Search code examples
sqlpostgresqllogicaggregate-functions

SQL: how can I exclude certain lines from an aggregated result?


In the query I built, the result shows something like below:

SELECT name
      ,ARRAY_AGG(fruits ORDER BY time ASC) AS all_fruits
FROM table_fruits
name all_fruits
Person A Apple, Banana, Apple, Apple, Apple, Apple
Person B Apple, Apple, Apple, Banana, Apple, Banana
Person C Banana, Banana, Apple, Banana, Apple, Apple

I want to add one more column which shows the count of apples. However, I do not want to count apples that are followed by bananas. Therefore, the additional column should look like below.

name all_fruits count_of_apple
Person A Apple, Banana, Apple, Apple, Apple, Apple 4
Person B Apple, Apple, Apple, Banana, Apple, Banana 2
Person C Banana, Banana, Apple, Banana, Apple, Apple 2

How would I do this in SQL? The source includes time for when the fruit was eaten.


Solution

  • You can check:

    • for each row you have in your parent table, what "fruits" value follows that row with the LEAD window function
    • if the row in check is the last one, it won't have a next value (it will be NULL), so the COALESCE function will replace this NULL value with the current "fruits" value
    • hence you can assign 1 to your new column when the current "fruits" value is "Apple" and your next value is not "Banana", inside a CASE statement
    SELECT *,
           CASE WHEN fruits = 'Apple'
                 AND COALESCE(LEAD(fruits) OVER(
                                  PARTITION BY name 
                                  ORDER     BY time), 
                              fruits)                  <> 'Banana'
                THEN 1 
           END AS apples_not_after_bananas
    FROM table_fruits
    

    After this step, you can use your own code and add

    • the GROUP BY clause you missed, to aggregate over the "name" field
    • the SUM aggregation function over the previously generated 1s when apples were not followed by bananas.
    WITH cte AS (
        SELECT *,
               CASE WHEN fruits = 'Apple'
                     AND COALESCE(LEAD(fruits) OVER(
                                      PARTITION BY name 
                                      ORDER     BY time), 
                                  fruits)                  <> 'Banana'
                    THEN 1 
               END AS apples_not_after_bananas
        FROM table_fruits
    )
    SELECT name,
           ARRAY_AGG(fruits ORDER BY time ASC) AS all_fruits,
           SUM(apples_not_after_bananas)       AS count_of_apple
    FROM cte
    GROUP BY name
    

    Check the demo here.


    Edit: the banana came more than 1 day later

    If you want to add this specific condition, or in general any conditions, you need to work inside the CASE statement, which currently has two conditions, one on the current fruit and one on the next fruit.

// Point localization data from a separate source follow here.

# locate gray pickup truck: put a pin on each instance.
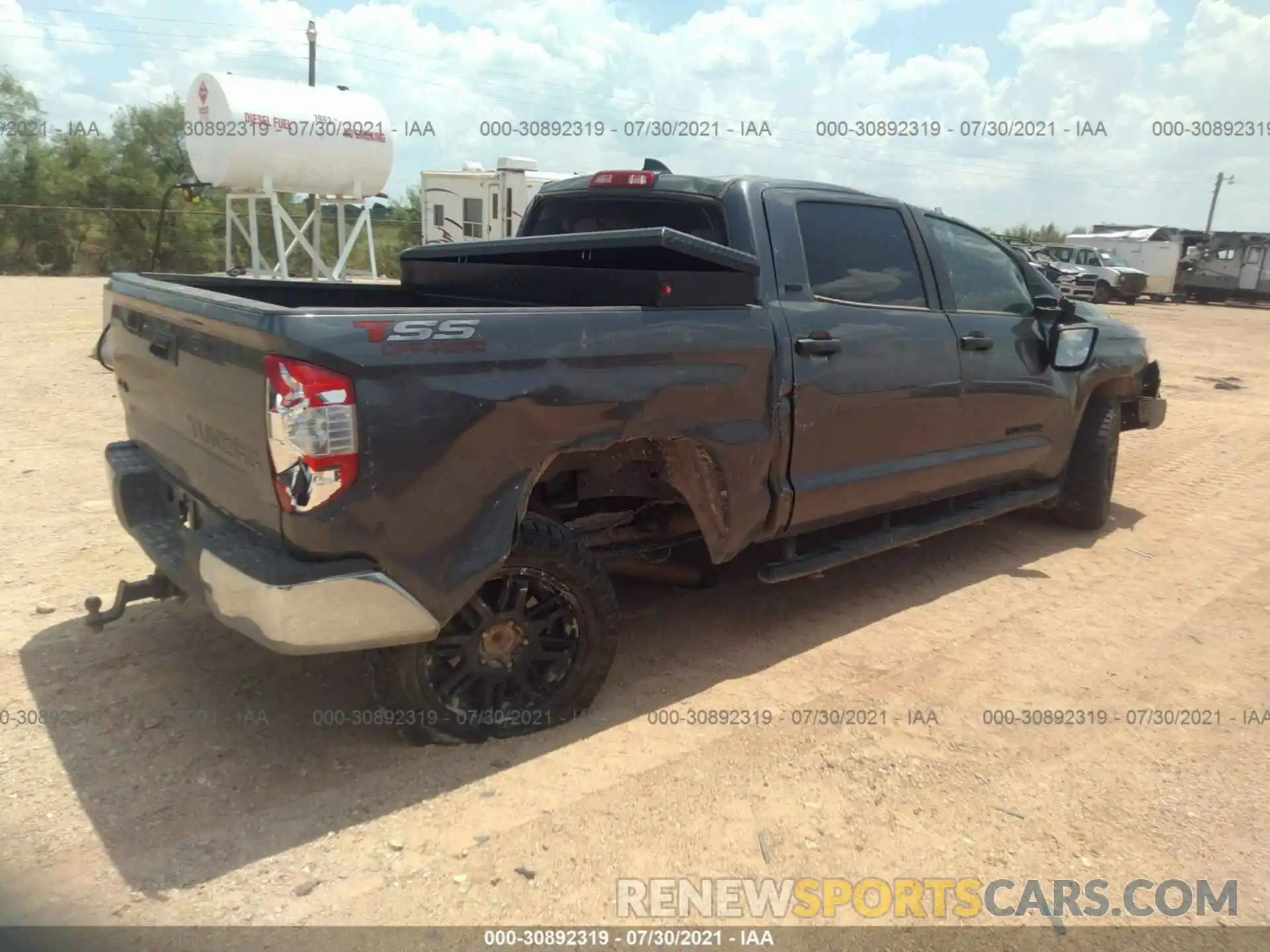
(437, 471)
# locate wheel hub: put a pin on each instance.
(499, 641)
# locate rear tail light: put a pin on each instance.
(313, 432)
(622, 179)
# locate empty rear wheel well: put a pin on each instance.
(635, 494)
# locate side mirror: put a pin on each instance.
(1072, 347)
(1049, 303)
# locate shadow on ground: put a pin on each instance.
(194, 752)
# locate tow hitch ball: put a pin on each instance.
(158, 586)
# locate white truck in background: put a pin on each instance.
(1155, 252)
(1114, 277)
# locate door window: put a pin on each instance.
(860, 254)
(984, 276)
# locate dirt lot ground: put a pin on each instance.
(194, 787)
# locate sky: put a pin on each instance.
(806, 75)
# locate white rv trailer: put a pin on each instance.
(1152, 251)
(479, 204)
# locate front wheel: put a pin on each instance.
(1085, 499)
(530, 651)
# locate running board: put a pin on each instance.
(880, 541)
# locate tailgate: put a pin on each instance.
(193, 395)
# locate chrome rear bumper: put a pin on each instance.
(254, 586)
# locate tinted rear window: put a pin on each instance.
(568, 216)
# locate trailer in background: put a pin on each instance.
(479, 204)
(1231, 266)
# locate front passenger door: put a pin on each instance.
(876, 409)
(1016, 411)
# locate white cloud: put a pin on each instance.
(788, 63)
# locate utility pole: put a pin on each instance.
(1217, 190)
(313, 81)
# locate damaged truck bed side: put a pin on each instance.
(437, 471)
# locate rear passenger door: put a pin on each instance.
(875, 360)
(1015, 409)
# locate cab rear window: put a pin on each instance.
(568, 216)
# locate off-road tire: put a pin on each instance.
(1085, 499)
(409, 702)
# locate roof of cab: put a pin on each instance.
(710, 186)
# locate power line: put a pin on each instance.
(962, 163)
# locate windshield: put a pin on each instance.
(572, 215)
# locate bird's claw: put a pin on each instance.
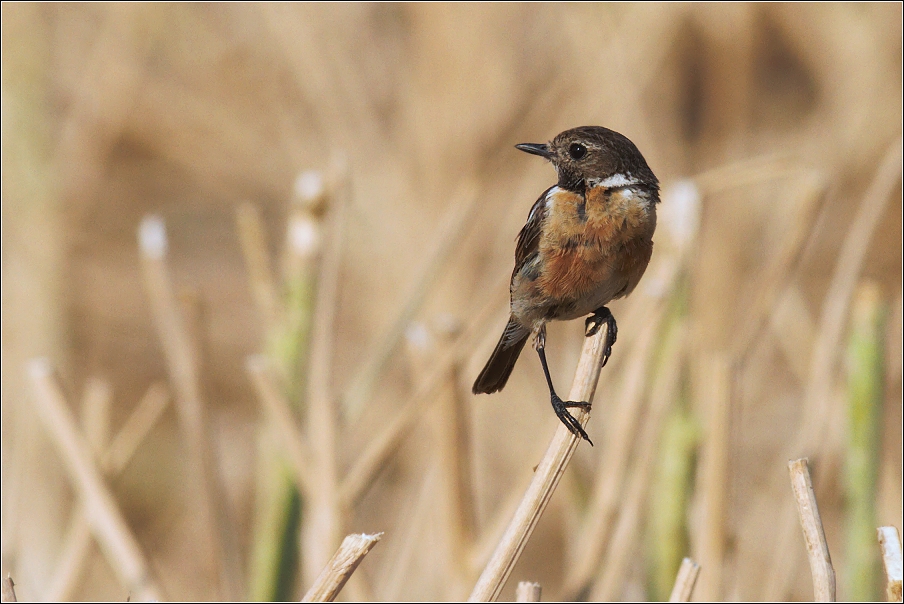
(593, 324)
(573, 425)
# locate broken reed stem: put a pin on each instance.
(814, 535)
(527, 591)
(684, 582)
(106, 520)
(180, 354)
(9, 589)
(890, 543)
(339, 569)
(546, 477)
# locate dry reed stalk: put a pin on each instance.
(814, 535)
(453, 226)
(182, 365)
(451, 450)
(604, 504)
(624, 541)
(9, 589)
(681, 222)
(113, 459)
(527, 591)
(96, 403)
(775, 276)
(491, 532)
(135, 430)
(369, 463)
(890, 543)
(77, 541)
(282, 419)
(340, 567)
(546, 477)
(253, 239)
(742, 174)
(715, 393)
(325, 513)
(684, 582)
(409, 526)
(794, 329)
(103, 514)
(826, 345)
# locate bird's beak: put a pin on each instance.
(535, 149)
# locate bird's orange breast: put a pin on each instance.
(590, 243)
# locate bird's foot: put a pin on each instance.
(595, 321)
(574, 426)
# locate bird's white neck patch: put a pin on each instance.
(616, 180)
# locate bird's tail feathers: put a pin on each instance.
(499, 367)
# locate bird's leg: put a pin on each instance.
(595, 321)
(558, 405)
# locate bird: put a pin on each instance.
(587, 241)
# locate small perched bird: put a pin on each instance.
(587, 241)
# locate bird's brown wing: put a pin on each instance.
(529, 237)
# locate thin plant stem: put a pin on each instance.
(527, 591)
(340, 567)
(182, 364)
(814, 535)
(890, 544)
(826, 345)
(684, 582)
(546, 477)
(104, 516)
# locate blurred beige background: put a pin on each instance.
(779, 123)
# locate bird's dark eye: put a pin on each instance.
(577, 150)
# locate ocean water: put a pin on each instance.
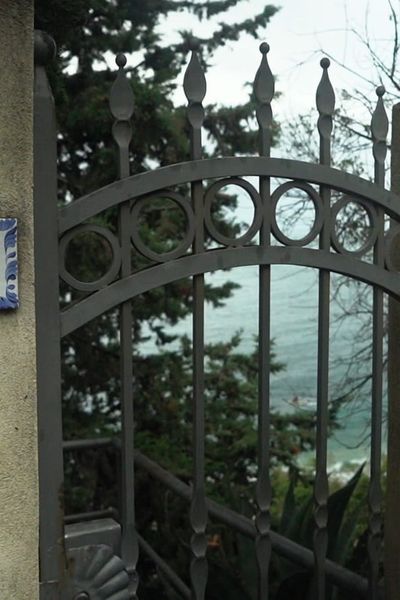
(294, 329)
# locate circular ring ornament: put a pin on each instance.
(318, 207)
(392, 248)
(369, 242)
(109, 276)
(183, 245)
(257, 219)
(95, 572)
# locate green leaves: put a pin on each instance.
(297, 523)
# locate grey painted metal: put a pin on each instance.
(119, 286)
(325, 101)
(284, 547)
(121, 105)
(232, 166)
(165, 569)
(94, 532)
(392, 502)
(299, 555)
(52, 557)
(194, 85)
(379, 129)
(228, 258)
(264, 86)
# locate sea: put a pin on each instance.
(294, 330)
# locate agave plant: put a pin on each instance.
(297, 524)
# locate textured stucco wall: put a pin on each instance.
(18, 444)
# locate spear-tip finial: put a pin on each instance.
(120, 60)
(121, 95)
(325, 98)
(194, 81)
(44, 48)
(325, 63)
(194, 44)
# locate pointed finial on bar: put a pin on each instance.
(264, 88)
(121, 95)
(325, 100)
(121, 106)
(195, 87)
(379, 130)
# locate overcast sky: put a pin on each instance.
(298, 34)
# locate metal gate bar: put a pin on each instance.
(264, 86)
(111, 293)
(379, 127)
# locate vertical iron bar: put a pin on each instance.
(195, 90)
(121, 105)
(51, 474)
(264, 91)
(392, 499)
(325, 101)
(379, 128)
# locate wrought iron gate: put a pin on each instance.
(97, 559)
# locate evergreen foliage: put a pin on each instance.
(86, 32)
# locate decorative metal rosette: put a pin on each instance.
(257, 218)
(95, 573)
(372, 231)
(188, 235)
(113, 269)
(318, 208)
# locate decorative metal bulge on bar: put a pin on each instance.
(265, 243)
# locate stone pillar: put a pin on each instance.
(18, 415)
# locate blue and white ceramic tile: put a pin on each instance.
(8, 264)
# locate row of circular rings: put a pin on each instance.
(189, 234)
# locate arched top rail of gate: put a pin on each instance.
(160, 179)
(263, 244)
(328, 188)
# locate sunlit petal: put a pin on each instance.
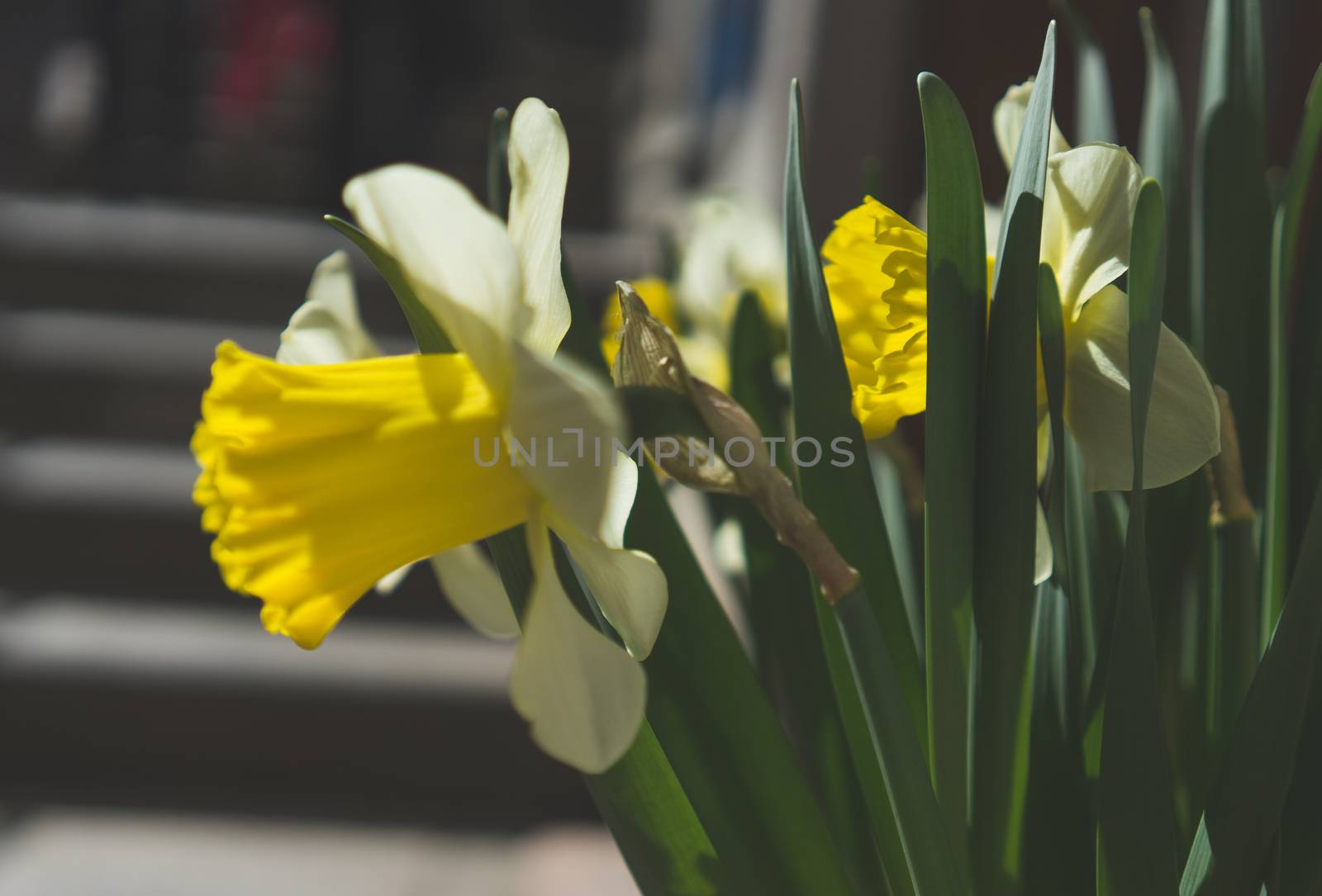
(1042, 558)
(1183, 420)
(455, 254)
(539, 167)
(582, 694)
(327, 328)
(1086, 220)
(564, 426)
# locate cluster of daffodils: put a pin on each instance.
(877, 277)
(330, 469)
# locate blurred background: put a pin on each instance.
(163, 169)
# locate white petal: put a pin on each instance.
(539, 167)
(327, 328)
(562, 426)
(1183, 420)
(388, 583)
(630, 587)
(1042, 559)
(1086, 218)
(619, 502)
(455, 254)
(582, 694)
(475, 591)
(731, 244)
(1008, 122)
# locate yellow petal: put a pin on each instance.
(877, 277)
(321, 480)
(582, 694)
(327, 328)
(455, 254)
(475, 590)
(1183, 420)
(539, 167)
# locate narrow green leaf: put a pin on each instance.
(876, 632)
(1233, 224)
(427, 332)
(1161, 154)
(1238, 649)
(1058, 827)
(1005, 509)
(639, 797)
(1053, 347)
(654, 823)
(1286, 244)
(956, 329)
(792, 662)
(1029, 172)
(1006, 506)
(1251, 786)
(1136, 799)
(1094, 109)
(716, 726)
(823, 411)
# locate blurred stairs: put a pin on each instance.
(129, 676)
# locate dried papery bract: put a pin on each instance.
(735, 459)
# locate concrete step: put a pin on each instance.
(138, 704)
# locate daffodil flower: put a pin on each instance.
(321, 479)
(877, 277)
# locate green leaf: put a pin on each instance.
(823, 411)
(1161, 154)
(792, 662)
(1058, 827)
(1053, 347)
(1251, 786)
(716, 726)
(426, 329)
(1029, 173)
(1286, 244)
(1233, 224)
(956, 329)
(654, 823)
(1094, 107)
(639, 797)
(1005, 539)
(1005, 509)
(872, 619)
(1136, 799)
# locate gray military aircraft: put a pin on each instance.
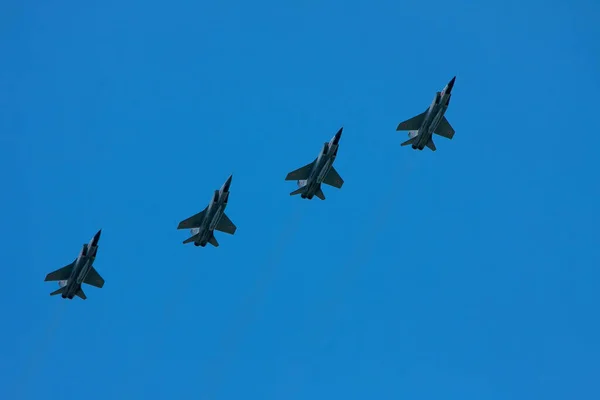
(212, 217)
(423, 126)
(319, 171)
(79, 271)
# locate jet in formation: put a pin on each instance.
(212, 218)
(79, 271)
(319, 171)
(423, 126)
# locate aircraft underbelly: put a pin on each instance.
(215, 220)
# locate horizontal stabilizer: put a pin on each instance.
(319, 193)
(299, 191)
(225, 225)
(93, 278)
(81, 294)
(333, 179)
(58, 291)
(301, 173)
(195, 221)
(60, 274)
(444, 129)
(412, 124)
(192, 239)
(409, 141)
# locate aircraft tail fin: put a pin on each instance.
(191, 239)
(213, 241)
(319, 193)
(81, 294)
(58, 291)
(409, 141)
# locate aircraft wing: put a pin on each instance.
(301, 173)
(93, 278)
(195, 221)
(333, 179)
(60, 274)
(445, 129)
(412, 124)
(225, 225)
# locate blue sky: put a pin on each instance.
(468, 273)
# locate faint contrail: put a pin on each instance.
(247, 316)
(344, 281)
(39, 352)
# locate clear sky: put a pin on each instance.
(468, 273)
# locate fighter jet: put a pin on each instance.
(423, 126)
(212, 217)
(319, 171)
(79, 271)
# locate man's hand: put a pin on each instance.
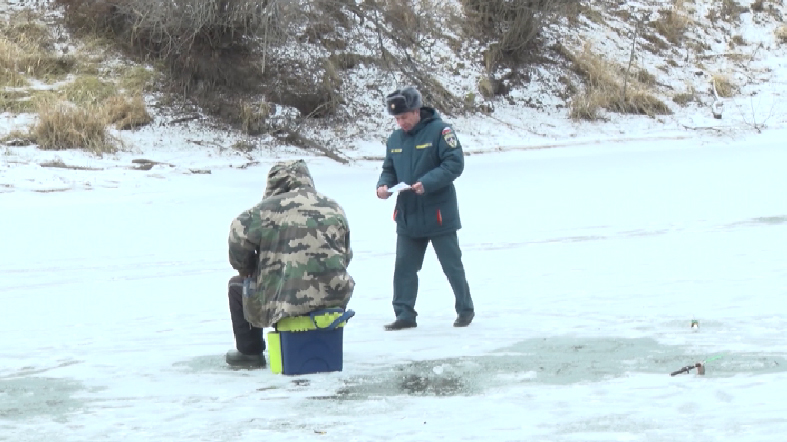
(383, 193)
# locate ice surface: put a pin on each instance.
(586, 264)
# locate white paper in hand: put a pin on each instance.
(399, 187)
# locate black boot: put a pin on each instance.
(400, 324)
(464, 320)
(237, 359)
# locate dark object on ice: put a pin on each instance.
(237, 359)
(699, 366)
(400, 324)
(464, 320)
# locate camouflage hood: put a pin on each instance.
(288, 176)
(295, 248)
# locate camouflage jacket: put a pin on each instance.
(295, 246)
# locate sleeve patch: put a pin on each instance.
(450, 137)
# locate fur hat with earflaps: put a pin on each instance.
(403, 100)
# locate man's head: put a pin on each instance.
(288, 176)
(405, 105)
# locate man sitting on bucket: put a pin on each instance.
(291, 252)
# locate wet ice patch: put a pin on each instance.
(28, 397)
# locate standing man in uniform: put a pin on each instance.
(425, 154)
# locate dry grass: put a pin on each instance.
(253, 116)
(673, 22)
(137, 79)
(781, 34)
(22, 101)
(26, 49)
(604, 90)
(685, 98)
(125, 112)
(724, 87)
(88, 89)
(62, 126)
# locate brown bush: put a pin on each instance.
(62, 126)
(126, 112)
(605, 89)
(673, 22)
(513, 25)
(204, 42)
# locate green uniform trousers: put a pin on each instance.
(409, 259)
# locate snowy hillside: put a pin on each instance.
(734, 45)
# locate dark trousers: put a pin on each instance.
(248, 339)
(409, 260)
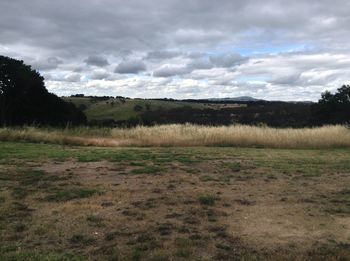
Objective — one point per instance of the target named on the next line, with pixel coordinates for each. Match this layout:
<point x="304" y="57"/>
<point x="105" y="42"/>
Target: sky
<point x="271" y="49"/>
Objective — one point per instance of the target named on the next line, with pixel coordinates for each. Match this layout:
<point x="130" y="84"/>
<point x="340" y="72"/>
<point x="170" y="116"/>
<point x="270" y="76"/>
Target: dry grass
<point x="188" y="135"/>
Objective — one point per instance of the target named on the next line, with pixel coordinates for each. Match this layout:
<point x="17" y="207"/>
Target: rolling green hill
<point x="120" y="109"/>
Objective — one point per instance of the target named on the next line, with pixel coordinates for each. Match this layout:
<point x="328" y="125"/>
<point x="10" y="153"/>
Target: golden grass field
<point x="187" y="135"/>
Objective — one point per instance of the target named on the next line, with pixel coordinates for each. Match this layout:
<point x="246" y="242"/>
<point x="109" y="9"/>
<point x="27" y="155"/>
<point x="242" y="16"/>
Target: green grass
<point x="147" y="170"/>
<point x="208" y="200"/>
<point x="33" y="256"/>
<point x="70" y="194"/>
<point x="117" y="110"/>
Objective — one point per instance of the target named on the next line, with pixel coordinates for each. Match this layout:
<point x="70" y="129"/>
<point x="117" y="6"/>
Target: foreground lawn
<point x="90" y="203"/>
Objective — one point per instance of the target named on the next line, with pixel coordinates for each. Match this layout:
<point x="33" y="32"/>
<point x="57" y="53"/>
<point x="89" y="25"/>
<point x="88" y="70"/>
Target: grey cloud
<point x="227" y="60"/>
<point x="46" y="64"/>
<point x="169" y="70"/>
<point x="97" y="61"/>
<point x="130" y="67"/>
<point x="161" y="55"/>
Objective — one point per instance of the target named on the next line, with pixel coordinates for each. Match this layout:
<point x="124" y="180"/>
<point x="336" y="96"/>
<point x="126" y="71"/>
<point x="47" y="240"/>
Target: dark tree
<point x="25" y="100"/>
<point x="333" y="108"/>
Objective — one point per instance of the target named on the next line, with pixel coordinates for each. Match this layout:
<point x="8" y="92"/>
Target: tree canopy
<point x="24" y="98"/>
<point x="333" y="108"/>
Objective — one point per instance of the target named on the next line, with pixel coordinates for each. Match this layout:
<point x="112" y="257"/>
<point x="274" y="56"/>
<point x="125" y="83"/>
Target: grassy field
<point x="61" y="202"/>
<point x="187" y="135"/>
<point x="120" y="109"/>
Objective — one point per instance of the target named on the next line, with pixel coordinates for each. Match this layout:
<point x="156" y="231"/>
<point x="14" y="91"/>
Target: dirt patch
<point x="246" y="212"/>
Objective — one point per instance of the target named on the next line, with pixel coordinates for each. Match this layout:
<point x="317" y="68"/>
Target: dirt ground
<point x="219" y="209"/>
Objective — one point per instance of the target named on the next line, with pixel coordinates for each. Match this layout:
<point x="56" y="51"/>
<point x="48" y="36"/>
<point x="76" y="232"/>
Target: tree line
<point x="24" y="100"/>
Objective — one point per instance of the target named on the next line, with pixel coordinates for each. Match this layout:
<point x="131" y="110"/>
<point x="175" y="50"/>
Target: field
<point x="64" y="202"/>
<point x="120" y="109"/>
<point x="187" y="135"/>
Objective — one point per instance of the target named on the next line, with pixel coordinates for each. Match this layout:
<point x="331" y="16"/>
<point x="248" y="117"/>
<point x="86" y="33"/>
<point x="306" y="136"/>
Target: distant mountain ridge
<point x="240" y="98"/>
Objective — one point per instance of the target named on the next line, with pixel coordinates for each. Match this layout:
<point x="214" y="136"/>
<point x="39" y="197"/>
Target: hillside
<point x="121" y="109"/>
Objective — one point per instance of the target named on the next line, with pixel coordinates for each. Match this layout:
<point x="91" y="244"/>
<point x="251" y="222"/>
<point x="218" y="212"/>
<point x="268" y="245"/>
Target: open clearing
<point x="197" y="203"/>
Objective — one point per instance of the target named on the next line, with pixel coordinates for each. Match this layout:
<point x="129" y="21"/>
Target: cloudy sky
<point x="277" y="50"/>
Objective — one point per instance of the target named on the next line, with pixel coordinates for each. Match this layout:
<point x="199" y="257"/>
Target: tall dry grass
<point x="188" y="135"/>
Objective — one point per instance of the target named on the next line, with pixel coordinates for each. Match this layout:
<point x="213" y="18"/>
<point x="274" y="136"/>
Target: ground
<point x="202" y="203"/>
<point x="124" y="109"/>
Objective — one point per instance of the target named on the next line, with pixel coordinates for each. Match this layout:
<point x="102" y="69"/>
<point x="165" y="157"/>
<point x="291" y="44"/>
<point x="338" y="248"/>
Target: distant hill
<point x="238" y="99"/>
<point x="121" y="108"/>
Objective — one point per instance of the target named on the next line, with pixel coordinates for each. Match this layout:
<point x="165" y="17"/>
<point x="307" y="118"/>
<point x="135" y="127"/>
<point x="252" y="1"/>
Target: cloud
<point x="130" y="67"/>
<point x="168" y="70"/>
<point x="227" y="60"/>
<point x="228" y="47"/>
<point x="96" y="61"/>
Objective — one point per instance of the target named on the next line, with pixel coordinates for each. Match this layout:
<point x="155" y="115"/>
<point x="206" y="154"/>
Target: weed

    Checking whether the banana came more than 1 day later just means to add something like this:

               CASE WHEN fruits = 'Apple'
                     AND COALESCE(LEAD(fruits) OVER(
                                      PARTITION BY name 
                                      ORDER     BY time), 
                                  fruits)                  <> 'Banana'
                   --AND <if difference between the current next time value is greater than 1 day>
                    THEN 1 
               END AS apples_not_after_bananas